At Large
400 years of tourism
By Doug Cabral - August 2, 2007
Maybe no island is one, but for sure, none is exactly like another. At Cuttyhunk late on a July afternoon, the inner harbor was packed. We took what proved to be the last available mooring. Several glum late arrivals passed disappointedly by as we furled sails. They would have to retrace their steps along the shallow, snaky entrance channel to the outer harbor where the northeast wind, backing as forecast to northwest, promised a lumpy, anxious night.
The municipal seat of Gosnold, Dukes County's seventh town is a different sort of place. Like the Vineyard, it bustles in the summer. But, early in the spring and late in the fall when we've visited, the mood is drowsy, a kind of happy go lucky, reggae rhythm. In July, Cuttyhunk's music is rock and roll, though not as high powered as the term suggests. It's more rock and roll, as performed by a garage band.
First tourist Bartholomew Gosnold got things going: "The arrival in 1602 of the English explorer Bartholomew Gosnold marked the beginning of major changes for the [Elizabeth] islands and the Wampanoags. Although many European explorers and fishermen had already traded with the Native Americans in the waters off New England, Gosnold was the first to attempt establishing a trading post." This is from the introduction to the Cuttyhunk Historical Society's "Images of America: Cuttyhunk and the Elizabeth Islands," which is available at Vineyard bookstores, as well as in most of Cuttyhunk's astonishing inventory of homes-slash-shops. A similar volume, devoted to Oak Bluffs, the Cottage City, is now available.
A July visit to Cuttyhunk, I assure you, demonstrates conclusively that what Gosnold began, his successors in ownership at the westernmost of the Elizabeth Islands have carried on assiduously in his name. There must be very few Cuttyhunk residents indeed who have today managed to resist the temptation to hang out a shingle inviting trade with eager 21st century explorers, looking to swap greenbacks for Cuttyhunk swag. Certainly the cost of the goods has escalated from the days when Bartholomew Gosnold and his hungry, homesick crew set about opening their American franchise, but the commercial impulse is unchanged in more than 400 years.
Things did not work out well at first for Bartholomew Gosnold: "He and his men built a small encampment on the island at the West End Pond at Cuttyhunk. [A monument to the Britisher stands near the pond today, although these days it is, sadly, little remarked and hard to get to.] Their meetings with the Wampanoags were generally friendly, but when his men learned they would be left behind without sufficient provisions, the settlement was abandoned after only a few weeks, and Gosnold returned home," according to the historical society.

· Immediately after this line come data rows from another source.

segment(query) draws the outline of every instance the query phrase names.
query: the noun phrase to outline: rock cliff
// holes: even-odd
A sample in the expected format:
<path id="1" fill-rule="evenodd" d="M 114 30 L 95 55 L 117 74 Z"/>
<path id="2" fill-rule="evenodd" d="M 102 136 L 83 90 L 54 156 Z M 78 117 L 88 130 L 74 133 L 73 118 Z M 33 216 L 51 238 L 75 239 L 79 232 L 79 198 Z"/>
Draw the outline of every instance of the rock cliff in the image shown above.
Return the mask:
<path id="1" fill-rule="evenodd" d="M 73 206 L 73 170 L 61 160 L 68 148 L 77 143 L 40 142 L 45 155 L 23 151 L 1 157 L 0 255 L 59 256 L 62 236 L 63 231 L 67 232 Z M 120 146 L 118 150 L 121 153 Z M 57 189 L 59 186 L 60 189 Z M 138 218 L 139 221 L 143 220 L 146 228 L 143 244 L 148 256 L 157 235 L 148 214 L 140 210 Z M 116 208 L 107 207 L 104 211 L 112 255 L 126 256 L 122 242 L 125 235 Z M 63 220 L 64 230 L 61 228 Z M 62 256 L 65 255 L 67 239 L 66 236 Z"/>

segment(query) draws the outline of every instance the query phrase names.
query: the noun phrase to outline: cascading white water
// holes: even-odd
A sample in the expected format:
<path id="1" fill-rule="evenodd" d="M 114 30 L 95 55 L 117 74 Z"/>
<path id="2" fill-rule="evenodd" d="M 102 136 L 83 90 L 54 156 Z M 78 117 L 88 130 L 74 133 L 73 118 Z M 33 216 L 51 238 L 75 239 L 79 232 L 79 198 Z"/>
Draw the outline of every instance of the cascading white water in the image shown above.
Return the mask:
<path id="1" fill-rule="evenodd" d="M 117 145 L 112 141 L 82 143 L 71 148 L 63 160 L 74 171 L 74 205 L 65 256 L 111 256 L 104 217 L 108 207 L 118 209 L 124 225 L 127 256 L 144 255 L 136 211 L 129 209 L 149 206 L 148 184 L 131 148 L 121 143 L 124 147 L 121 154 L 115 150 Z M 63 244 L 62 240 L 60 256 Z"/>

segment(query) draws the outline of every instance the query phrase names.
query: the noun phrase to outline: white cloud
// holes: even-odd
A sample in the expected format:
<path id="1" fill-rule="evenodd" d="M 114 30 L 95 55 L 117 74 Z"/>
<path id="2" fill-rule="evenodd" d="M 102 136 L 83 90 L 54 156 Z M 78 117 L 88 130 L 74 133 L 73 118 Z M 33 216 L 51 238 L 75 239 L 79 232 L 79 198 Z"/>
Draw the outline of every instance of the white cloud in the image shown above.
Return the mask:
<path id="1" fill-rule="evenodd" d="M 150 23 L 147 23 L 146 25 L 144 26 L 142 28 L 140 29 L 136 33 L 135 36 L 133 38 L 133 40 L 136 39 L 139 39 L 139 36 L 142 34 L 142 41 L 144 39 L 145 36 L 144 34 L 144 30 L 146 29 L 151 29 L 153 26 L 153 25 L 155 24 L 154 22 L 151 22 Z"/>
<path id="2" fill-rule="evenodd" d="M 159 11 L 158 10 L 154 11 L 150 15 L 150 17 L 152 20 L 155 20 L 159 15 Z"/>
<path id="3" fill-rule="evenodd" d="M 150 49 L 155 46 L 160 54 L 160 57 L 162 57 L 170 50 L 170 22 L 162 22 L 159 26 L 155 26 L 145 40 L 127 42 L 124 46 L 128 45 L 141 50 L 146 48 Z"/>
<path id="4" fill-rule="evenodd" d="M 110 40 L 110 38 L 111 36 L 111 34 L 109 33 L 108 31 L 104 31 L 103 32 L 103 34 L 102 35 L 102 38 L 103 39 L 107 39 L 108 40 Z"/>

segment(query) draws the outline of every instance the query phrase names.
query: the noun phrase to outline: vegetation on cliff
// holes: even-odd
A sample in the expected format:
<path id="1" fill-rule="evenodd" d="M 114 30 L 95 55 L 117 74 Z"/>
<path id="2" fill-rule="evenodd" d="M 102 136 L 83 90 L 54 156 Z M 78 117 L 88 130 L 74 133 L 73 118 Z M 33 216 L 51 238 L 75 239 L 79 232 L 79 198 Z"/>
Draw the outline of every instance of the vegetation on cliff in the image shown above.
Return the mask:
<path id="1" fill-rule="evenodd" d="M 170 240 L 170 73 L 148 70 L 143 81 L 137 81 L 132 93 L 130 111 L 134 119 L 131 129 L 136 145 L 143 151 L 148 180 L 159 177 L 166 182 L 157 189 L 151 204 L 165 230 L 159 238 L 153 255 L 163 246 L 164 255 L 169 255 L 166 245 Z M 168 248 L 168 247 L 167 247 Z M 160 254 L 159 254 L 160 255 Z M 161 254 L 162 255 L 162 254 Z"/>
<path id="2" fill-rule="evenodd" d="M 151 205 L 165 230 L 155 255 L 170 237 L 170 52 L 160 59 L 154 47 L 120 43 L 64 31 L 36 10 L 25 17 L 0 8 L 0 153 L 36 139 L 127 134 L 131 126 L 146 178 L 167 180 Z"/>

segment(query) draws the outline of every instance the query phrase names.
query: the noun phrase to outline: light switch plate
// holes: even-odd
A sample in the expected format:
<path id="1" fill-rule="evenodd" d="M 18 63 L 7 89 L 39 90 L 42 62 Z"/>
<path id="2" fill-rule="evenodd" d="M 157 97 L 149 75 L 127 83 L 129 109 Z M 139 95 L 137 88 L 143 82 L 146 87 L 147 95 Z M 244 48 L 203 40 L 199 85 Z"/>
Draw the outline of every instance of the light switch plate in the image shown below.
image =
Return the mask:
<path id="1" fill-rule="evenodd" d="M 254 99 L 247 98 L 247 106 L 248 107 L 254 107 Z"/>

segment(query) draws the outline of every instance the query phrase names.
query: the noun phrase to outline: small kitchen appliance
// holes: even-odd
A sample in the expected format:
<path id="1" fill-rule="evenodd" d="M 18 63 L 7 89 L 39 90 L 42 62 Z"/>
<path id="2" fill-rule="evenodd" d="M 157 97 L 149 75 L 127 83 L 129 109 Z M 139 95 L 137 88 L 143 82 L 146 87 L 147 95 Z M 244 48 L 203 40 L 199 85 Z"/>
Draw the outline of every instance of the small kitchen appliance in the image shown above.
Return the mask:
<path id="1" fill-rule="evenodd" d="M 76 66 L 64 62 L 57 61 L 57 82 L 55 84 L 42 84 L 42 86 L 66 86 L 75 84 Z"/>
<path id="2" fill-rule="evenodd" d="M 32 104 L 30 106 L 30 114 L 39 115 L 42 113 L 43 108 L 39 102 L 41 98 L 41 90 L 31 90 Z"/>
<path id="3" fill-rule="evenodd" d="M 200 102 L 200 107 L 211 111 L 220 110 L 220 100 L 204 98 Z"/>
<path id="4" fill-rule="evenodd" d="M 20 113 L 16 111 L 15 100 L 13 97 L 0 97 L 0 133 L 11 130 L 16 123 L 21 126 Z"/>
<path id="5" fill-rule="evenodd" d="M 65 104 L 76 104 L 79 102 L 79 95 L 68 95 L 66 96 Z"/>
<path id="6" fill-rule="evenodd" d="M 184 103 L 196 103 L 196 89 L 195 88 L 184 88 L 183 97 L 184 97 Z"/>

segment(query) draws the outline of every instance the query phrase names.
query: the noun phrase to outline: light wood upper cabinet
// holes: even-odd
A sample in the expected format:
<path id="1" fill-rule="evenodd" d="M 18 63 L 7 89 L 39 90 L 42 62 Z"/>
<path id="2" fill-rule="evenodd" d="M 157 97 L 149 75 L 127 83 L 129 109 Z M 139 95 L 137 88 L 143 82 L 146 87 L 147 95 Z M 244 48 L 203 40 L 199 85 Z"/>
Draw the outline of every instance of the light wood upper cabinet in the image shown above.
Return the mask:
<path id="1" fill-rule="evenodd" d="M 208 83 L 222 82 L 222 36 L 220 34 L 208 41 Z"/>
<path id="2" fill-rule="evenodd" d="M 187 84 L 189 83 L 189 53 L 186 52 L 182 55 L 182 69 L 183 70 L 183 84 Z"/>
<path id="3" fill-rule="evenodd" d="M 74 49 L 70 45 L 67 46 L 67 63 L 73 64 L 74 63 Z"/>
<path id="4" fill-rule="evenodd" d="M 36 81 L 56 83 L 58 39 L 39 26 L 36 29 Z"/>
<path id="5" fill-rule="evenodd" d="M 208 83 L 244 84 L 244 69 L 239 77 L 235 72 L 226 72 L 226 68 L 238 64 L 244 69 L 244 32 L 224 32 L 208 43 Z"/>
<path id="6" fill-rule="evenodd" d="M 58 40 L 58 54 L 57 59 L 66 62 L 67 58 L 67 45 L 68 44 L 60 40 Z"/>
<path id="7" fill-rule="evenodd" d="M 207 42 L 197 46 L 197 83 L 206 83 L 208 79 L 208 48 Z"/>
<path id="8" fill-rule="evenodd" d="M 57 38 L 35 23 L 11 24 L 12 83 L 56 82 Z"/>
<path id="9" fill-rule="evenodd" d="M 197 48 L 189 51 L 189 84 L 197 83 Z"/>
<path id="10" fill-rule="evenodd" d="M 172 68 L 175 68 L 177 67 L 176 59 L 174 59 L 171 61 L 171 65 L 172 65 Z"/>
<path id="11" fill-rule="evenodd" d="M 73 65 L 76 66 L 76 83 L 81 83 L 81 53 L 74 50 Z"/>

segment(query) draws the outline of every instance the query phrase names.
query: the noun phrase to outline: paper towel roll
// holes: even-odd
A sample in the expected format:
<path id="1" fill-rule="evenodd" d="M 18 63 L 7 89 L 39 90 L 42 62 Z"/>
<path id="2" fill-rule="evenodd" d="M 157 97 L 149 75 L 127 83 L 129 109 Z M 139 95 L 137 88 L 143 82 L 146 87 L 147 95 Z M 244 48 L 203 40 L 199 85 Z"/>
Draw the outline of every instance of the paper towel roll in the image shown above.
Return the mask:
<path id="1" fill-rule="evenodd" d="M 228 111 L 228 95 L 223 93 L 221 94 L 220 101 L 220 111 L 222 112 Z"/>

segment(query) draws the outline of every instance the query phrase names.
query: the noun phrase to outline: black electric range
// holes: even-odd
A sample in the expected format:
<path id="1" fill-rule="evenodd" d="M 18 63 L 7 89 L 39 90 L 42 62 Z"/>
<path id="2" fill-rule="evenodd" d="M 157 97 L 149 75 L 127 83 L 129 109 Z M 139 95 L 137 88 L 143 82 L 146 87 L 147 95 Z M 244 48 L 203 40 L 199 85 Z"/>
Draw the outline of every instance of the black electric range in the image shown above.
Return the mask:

Had Gosnold stayed on, rather than open the way for Thomas Mayhew, who arrived with a plan to trade for souls, not arrowheads and skins, he or his descendants would have gaped as I do at the gentrified complexion, albeit slightly askew, of the place.
Cuttyhunkers flaunt a rich style of their own. For example, there's the moped-like abundance of golf carts. Everyone has a golf cart or an ATV, and the dearest looking grandmotherly types go flitting along the narrow, curving lanes grinning madly at us scattering pedestrians. Unable to accumulate many highway miles on this speck of an island, the carters go round and round, giddy with delight at the sensation, plates of cookies and brownies on their laps.
Then there is the seaplane service that operates as it has for years from the float near the town landing. In three evening and three morning hours, that seaplane must have flown in and out four or five times.
Not to mention the fixed wing aircraft that drops down from the sky just in time to land on the neck that runs east from Cuttyhunk toward Canapitsit Channel. The channel separates Cuttyhunk from neighboring Nashawena Island. The aircraft belongs to the owner of a modest but sensationally sited house on the brief bulge of high land two-thirds of the way out the neck.
The low, sloping hills of Cuttyhunk are dotted with raw shingles and silvery Tyvek building paper. New, large, fully-functional, year-round houses are under construction. Each will have a spectacular view westward toward Westport and Newport, north toward New Bedford and the long reach of Buzzards Bay, south toward Gay Head and Nomans, or east along the entire reach of the Elizabeth chain. At night, the lights of Cuttyhunk suggest a small, lively city overlooking the sea, perhaps a Mediterranean resort.
Those lights are supplied with electricity from a Caterpillar diesel generating plant that runs night and day just down hill from the Avalon, built in 1909 by William Wood, president of the American Woolen Company. Today those Cats purr ceaselessly between the Avalon and the Cuttyhunk Fishing Club, downhill to the east.
"Alone among the [Elizabeth] islands," the historical society notes, "Cuttyhunk hosts growing numbers of summer residents and visitors."
Her lonesome pleasures discovered, Cuttyhunk, 400 years later, continues to trade upon its charms, to the delight of all comers.